Salut internaute,
Depuis quelques années, je vois les organisations courir derrière un mot qui sonne comme une évidence mais qui, dans les faits, fissure lentement les équipes : la performance.
Tout le monde en parle. Tout le monde en veut. Tout le monde la mesure.
Et paradoxalement, presque personne ne parvient à la stabiliser durablement.
Dans un monde où tout change, où les cycles économiques s’emballent, où les priorités basculent d’un trimestre à l’autre, continuer à piloter par la performance ressemble à vouloir maintenir un équilibre sur un fil… pendant un tremblement de terre.
On y arrive quelques secondes, parfois quelques minutes. Rarement dans la durée.
Les organisations ne manquent pas de talents.
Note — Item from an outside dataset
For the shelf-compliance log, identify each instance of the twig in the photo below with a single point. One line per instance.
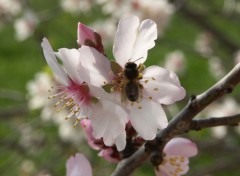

Elles manquent de robustesse.
Et si dans une ère où tout va plus vite, tout est changement, nous construisions des équipes plus robustes plutôt que la performance à tout prix (coucou l'épuisement pro, coucou les burn-out) : capables d’absorber un choc, de traverser une période d’incertitude, de ralentir sans s’effondrer, de rebondir sans se briser ?
Je te propose aujourd’hui une réflexion simple, mais essentielle : pourquoi la robustesse devrait devenir la nouvelle boussole des dirigeants ?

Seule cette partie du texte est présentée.